The Department of Homeland Security (DHS) will require states to follow a list of election security measures before receiving funds from the Federal Emergency Management Agency’s (FEMA) $1 billion grant program.
For states to be rewarded money from FEMA’s Homeland Security Grant Program, each must take a series of five “common-sense steps” to protect the integrity of American elections, according to a DHS press release on July 10.
“Election security is national security and protecting the Nation’s critical infrastructure is a top priority,” DHS Secretary Markwayne Mullin said on Friday.
All grant recipients—U.S. states, Tribal Nations, territorial, and local governments—will be required to follow a five-rule outline laid out by the Trump administration’s DHS on Friday.
“These new requirements for homeland security grant recipients will preserve election integrity and ensure that Americans can trust the results,” Mullin said.

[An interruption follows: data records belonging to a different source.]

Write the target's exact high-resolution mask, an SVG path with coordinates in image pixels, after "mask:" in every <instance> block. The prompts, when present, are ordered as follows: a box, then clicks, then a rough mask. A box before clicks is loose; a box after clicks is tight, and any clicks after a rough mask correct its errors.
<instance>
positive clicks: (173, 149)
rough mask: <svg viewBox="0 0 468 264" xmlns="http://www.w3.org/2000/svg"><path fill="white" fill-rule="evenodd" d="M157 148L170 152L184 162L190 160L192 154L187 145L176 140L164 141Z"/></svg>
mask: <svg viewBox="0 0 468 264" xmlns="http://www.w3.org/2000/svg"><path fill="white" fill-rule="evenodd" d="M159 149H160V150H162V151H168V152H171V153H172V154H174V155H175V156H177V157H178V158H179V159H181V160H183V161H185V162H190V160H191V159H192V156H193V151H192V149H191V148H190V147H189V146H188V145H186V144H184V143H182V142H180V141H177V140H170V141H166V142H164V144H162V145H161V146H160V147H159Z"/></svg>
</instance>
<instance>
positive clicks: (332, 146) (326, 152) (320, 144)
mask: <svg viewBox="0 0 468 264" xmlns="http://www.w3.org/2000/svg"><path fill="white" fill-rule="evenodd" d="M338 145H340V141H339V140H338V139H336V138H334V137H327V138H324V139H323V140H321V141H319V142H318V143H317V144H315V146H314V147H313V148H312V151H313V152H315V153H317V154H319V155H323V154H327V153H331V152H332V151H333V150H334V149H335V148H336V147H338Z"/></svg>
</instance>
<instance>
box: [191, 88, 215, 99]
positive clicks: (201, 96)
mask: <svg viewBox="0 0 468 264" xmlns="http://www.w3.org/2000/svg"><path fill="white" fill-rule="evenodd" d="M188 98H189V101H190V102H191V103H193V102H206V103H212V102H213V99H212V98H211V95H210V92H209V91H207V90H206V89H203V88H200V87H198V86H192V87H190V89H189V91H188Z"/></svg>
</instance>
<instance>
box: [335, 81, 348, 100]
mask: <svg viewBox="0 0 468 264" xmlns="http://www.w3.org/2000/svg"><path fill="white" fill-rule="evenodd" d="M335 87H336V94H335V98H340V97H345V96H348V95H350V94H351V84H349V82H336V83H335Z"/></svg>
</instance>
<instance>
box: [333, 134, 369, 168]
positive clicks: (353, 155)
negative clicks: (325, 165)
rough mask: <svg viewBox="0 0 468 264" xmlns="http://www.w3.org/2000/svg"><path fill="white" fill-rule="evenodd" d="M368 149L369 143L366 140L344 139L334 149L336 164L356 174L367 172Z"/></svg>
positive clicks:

The first step requires states to submit a plan on how they will pivot from using what DHS called “unsecure electronic voting systems that use bar codes and QR codes” to equipment that accepts hand-marked paper ballots.
The second requirement makes states audit at least 5 percent of randomly selected ballots cast in a federal election, such as the presidential race. Federal officials want this process to prove that what’s written on paper ballots matches what was entered in the machine.
“Under President [Donald] Trump’s leadership, we are taking decisive action to protect election systems from threats like foreign interference, insider threats, and cyberattacks,” Mullin said.
Third, states confirm that the number of people who voted in the federal election matched the number of ballots cast.
The fourth rule will make states verify the citizenship status of everyone listed in the state voter registration database by using the U.S. Citizenship and Immigration Services’ Systematic Alien Verification for Entitlements (SAVE) system.
The last rule makes all states verify that people working at polling places are U.S. citizens.
“The President, and head of the Executive Branch, reserves the right to remove individuals that may not be totally aligned with the important task of securing America’s elections and ensuring every legal vote is counted,” a White House official wrote in a statement to The Epoch Times on July 10.
The Election Assistance Commission is an independent, bipartisan commission that’s supposed to protect election equipment, provide support for election officials, and “make elections safe, secure, accurate, and accessible,” according to the agency’s website.